India’s SEBI encourages fintech start-ups
by Graham Buck
The Securities and Exchange Board of India (Sebi) has issued guidelines for tech start-ups and other fledgling businesses listed on its Innovators Growth Platform (IGP) – formerly the Institutional Trading Platform (ITP) until its renaming last December – that seek to trade on the main board of the stock exchange.
The ITP served as “a window on the stock exchanges where [Indian] e-commerce, data analytics, bio-technology and other start-ups could list and offer their shares for trading.”
A consultation paper issued this week by Sebi proposes that a company seeking to proceed to the stock market should be listed on an IGP platform for at least one year and have at least 200 shareholders for it to be eligible to trade on the main board.
The securities market regulator also published a framework for an innovation sandbox for helping non-regulated firms to tap market data feeds to test new product ideas. The initiative is being put forward to capitalise on fintech innovation within India's capital markets environment.
In a separate announcement Sebi said that it will permit mutual funds (MFs) to participate in exchange-traded commodity derivatives (ETCDs). However, the regulator has decided to keep away MFs from trading in derivatives of sensitive commodities.
Fintech ‘a catalyst’
Sebi’s proposed ‘innovation sandbox” would create a closed environment in which fintech firms could experiment with and test innovations.
The regulator believes that fintechs should have access to market-related data, which is otherwise not readily available to them, to enable them to test their innovations effectively before the innovations go live and develop an ecosystem that promotes innovation in the securities market
“Sebi believes that encouraging adoption and usage of financial technology would a have a profound impact on the development of the securities markets,” the regulator stated. “Fintech can act as a catalyst to further develop and maintain an efficient, fair and transparent securities market ecosystem.”

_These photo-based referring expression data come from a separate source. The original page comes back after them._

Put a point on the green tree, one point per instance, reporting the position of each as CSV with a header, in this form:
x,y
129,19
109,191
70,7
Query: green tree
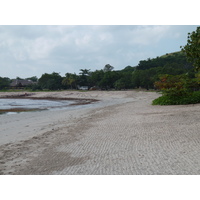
x,y
84,77
51,81
192,48
4,82
108,68
70,80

The proposals, if adopted, would see firms in the sandbox gain access to a drip-feed of anonymised and historical depositories data (holding data, know-your-customer (KYC) data), stock exchange data (transactions data like order log, trade log) and mutual funds transactions data.
Rules of engagement
Many of India’s fintechs and e-commerce firms such as Flipkart, Paytm and InMobi have raised multiple rounds of funding from private equity and venture capital investors.
However, to date they have steered clear the public markets for various reasons including the valuation gap between what a company expects and the market’s willingness to pay for it, and retail investors’ lack of understanding about the business models of companies in these sectors.
For firms that now want to explore these markets and seek a listing, Sebi outlines three broad categories that focus on minimum promoter capital in the company, their lock-in period on share capital, and promoters’ track record as other eligibility criteria for such companies to trade on the main board.
Promoters should contribute at least 20% of the total share capital. Such capital, including contribution made by alternative investment funds (AIFs), foreign venture capital investors or any other public institution including banks, shall have a lock-in period of three years from the date on which trading approval is granted.
Any contribution to capital exceeding the 20% threshold shall be locked-in for one year, SEBI said. It added that a consultation period in the proposals will run to June 10.